The morning was quite sunny and fresh, but the forecast for today was really bad, so we didn’t want to go for a long trip, just something quick and painless. Iest suggested we could go see Villingen (not Schweninngen!), so I found this small walk in our book around Triberg, see the waterfalls and all. Of course, it was marked “blue”, so we braced ourselves for a loser-trail, which it of course was.

What we did not expect, was that apart from our little path being a loser-trail, Triberg also turned out to be a major tourist destination in the area. The kind that parking in the town costs 60 cents for 20 minutes, and menus in eateries have English translations. This all seems to be due to the fact that the Triberg waterfalls are very well known and frequently visited, and claim to be the highest waterfalls in Germany – 163 m in descent. Which, according to Wikipedia, is actually a false claim.

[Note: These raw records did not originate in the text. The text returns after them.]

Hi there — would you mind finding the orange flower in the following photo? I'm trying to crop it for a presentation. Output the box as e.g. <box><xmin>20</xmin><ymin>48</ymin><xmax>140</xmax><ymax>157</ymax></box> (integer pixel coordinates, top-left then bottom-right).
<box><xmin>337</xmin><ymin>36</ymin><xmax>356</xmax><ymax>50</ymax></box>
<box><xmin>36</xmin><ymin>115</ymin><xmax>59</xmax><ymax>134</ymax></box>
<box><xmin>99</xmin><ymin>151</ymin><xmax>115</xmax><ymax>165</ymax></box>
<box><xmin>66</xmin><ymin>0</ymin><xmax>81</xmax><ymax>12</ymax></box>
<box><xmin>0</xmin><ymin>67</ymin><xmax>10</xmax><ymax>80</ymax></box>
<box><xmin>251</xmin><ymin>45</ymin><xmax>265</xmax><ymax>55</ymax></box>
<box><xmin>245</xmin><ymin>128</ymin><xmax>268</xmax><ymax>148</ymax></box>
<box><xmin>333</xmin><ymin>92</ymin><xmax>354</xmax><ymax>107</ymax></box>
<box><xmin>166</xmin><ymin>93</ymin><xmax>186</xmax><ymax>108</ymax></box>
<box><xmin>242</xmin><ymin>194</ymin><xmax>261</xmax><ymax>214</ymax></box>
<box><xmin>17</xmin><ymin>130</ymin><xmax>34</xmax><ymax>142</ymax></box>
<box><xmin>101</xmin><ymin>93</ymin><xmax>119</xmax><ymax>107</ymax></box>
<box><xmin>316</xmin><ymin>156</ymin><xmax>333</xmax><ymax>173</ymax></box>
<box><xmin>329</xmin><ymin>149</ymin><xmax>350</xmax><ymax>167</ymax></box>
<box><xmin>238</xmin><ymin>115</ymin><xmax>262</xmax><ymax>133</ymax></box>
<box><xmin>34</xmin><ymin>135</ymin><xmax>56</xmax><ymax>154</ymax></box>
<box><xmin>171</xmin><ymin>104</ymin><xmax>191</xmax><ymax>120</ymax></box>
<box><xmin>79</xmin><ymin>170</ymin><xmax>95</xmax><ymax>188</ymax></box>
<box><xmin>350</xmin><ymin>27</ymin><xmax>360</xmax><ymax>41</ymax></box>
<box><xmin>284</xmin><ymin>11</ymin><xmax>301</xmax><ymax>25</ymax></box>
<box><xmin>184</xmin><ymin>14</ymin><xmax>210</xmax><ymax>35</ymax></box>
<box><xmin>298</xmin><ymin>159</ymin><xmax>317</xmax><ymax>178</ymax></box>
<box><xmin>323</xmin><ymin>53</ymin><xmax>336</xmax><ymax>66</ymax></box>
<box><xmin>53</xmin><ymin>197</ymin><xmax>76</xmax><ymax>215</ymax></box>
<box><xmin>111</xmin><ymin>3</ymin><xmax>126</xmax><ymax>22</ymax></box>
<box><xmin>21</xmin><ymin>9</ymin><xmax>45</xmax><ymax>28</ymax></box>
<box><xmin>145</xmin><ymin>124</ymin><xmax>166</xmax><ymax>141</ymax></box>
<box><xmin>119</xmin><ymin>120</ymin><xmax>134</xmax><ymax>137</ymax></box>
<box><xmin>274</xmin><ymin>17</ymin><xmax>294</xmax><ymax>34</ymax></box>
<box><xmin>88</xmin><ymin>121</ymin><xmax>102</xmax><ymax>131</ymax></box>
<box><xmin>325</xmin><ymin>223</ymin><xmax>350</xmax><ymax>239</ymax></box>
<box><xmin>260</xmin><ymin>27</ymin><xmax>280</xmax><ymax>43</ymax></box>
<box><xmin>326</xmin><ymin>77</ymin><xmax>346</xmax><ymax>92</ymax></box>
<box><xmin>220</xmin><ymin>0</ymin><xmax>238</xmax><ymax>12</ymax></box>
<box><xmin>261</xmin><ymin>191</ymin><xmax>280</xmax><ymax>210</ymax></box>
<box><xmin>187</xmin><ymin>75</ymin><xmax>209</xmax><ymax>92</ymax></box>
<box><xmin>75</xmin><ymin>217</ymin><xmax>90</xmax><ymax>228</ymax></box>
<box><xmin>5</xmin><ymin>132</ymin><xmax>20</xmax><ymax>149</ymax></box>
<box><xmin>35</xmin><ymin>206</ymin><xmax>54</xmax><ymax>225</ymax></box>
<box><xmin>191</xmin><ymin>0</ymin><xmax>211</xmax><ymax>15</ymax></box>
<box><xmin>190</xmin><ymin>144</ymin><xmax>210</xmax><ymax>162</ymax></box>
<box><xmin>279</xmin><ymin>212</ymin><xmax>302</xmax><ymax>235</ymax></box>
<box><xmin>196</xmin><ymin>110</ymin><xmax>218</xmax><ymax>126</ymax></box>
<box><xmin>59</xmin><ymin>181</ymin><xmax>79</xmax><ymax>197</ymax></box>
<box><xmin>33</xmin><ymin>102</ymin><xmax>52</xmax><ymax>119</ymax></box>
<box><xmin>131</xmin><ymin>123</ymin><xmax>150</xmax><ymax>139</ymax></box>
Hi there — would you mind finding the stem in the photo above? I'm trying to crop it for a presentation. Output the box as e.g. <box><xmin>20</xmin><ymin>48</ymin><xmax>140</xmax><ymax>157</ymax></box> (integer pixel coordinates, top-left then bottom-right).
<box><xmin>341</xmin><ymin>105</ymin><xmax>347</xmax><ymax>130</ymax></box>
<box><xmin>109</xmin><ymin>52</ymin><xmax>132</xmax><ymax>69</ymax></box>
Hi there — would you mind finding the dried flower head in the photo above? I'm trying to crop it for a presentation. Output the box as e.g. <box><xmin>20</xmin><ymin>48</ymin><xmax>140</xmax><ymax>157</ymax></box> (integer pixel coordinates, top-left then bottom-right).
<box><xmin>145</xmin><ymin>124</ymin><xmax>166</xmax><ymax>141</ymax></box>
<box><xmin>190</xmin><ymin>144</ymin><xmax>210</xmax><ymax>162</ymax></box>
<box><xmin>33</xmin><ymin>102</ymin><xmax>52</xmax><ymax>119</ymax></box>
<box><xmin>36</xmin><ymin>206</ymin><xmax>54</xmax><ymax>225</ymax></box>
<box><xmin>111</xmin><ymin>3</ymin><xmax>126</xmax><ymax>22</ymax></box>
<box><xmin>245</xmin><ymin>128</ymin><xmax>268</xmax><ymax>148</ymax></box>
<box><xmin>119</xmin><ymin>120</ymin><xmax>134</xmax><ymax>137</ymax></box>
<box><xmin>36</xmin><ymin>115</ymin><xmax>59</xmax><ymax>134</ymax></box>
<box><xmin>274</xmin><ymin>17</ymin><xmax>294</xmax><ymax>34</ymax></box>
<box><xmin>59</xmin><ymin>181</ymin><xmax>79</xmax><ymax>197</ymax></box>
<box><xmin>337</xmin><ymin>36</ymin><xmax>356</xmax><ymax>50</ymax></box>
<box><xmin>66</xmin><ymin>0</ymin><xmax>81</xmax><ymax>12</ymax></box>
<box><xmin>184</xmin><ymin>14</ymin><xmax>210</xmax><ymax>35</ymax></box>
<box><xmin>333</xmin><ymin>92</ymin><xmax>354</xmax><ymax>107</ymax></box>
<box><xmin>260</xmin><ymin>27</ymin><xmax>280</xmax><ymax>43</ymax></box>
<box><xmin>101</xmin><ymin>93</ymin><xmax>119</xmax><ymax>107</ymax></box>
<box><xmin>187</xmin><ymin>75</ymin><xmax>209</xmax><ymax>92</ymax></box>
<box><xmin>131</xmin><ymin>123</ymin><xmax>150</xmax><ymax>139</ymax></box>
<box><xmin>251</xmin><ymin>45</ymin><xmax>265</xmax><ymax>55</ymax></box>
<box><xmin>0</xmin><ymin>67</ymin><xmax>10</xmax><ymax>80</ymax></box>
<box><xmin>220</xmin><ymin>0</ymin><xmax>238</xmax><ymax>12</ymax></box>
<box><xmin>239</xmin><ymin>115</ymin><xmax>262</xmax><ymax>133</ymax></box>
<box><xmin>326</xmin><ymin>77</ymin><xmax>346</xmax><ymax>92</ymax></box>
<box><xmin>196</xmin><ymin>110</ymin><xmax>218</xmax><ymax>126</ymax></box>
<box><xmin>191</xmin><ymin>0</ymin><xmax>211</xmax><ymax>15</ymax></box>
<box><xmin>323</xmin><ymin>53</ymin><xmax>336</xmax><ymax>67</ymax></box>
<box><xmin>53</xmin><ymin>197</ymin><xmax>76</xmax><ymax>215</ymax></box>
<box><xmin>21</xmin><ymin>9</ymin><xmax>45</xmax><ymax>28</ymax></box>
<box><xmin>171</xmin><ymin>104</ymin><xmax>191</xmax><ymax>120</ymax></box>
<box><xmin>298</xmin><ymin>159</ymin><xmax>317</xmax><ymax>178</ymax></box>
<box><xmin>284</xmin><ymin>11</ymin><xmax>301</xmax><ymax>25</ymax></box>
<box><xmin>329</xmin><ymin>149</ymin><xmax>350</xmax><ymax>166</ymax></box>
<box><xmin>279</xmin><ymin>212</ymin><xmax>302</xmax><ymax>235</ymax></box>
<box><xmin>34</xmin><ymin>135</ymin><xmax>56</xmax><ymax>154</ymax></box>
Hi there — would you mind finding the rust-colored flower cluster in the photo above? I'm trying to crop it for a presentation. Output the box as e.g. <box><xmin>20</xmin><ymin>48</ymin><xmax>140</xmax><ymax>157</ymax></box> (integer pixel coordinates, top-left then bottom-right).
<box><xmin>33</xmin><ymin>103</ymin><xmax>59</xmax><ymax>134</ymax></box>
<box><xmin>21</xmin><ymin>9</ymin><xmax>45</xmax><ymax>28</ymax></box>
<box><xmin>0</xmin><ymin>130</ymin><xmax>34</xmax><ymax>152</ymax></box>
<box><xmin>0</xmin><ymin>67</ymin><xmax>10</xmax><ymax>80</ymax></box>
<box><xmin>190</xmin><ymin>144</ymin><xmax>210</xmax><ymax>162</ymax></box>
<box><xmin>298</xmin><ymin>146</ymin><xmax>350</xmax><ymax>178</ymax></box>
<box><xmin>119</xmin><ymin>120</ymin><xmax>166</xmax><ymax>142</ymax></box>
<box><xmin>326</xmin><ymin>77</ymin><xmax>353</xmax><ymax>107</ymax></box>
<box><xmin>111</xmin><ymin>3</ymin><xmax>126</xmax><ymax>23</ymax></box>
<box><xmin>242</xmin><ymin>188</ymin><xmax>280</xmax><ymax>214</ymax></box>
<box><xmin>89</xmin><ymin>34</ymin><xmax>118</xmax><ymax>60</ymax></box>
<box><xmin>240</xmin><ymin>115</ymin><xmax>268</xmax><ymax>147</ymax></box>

Since we were already there, we decided to just go for it, and have it done with. On the little pathway to the waterfalls, we saw an old guy in traditional costume pretending to play some kind of traditional music instrument, of course only when there was a group of tourists passing by. The dude playing pipes in Glen Coe in Scotland immediately came to our minds – and he still is the best in this trade we’ve seen hands down, world class. This dude was more like a local league in the whole dress-up-and-play-out-of-tune-for-the-Japanese-and-Yanks business.

Zum Schwimmbad


For the waterfalls you actually have to pay an entrance fee to see, bloody SOBs. Anyway, we did pay, and went to see the marvel, as our trail branched off of this little path around the water. The waterfalls are actually quite nice, and the forest around them is one of the few pieces of the Black Forest that is actually natural and not cultivated, and it feels very good. Of course we took some obligatory pictures of us there (and no, you didn’t have to pay for pictures extra), and also this picture of a guy, who had a really old-school Deuter backpack, like twenty generations before my Deuter backpack, really cool!

Iest Triberg

Gina Tribeg

Deuter double

From the waterfalls we followed the trail around the small Bergsee (lake), crossed the valley to the other side, and found the Hindenburg memorial. It is a memorial to the second German president Paul Ludwig Hans Anton von Beneckendorff und von Hindenburg (yes, his name does remind one of this). We got some nice views of the town from up top, and that was about it for the trip.

Triberg _from_Hindenburg

Iest all the way up


From there we walked back down to town, actually having to walk through the centre this time, and thus exposing ourselves to the hideousness of  such kitsch gems as the “House of 1000 clocks” – the bear on the rope was actually climbing up and down. Ugh. We were happy to get out of there fast.

1000 clocks

By this point, we were pretty steamy, as no rain has come yet, and it was very hot. Nevertheless, we still went to Villingen, if only to get something to eat, because we certainly did not want to do that (or anything else for that matter) in Triberg. We remain divided in opinion of Villingen – Iest thinks the main street is prettier than the one in Freiburg, I say no way. Not in a million years. But! they do have a beautiful fountain, and that thing actually made the highlight of the whole day for me. The local tourism website has this to say about it:

Built in 1989, the church fountain is a masterpiece by Black Forest artist Klaus Ringwald featuring famous personalities from recent history. It illustrates the 1000-year history of the town. Each of the 8 sides of this work of art is different. They are dedicated to the eras of history of significance to the town.

I just think it is beautiful, and would have taken a million cool pictures of it, if someone didn’t forget to charge his battery camera before our trip.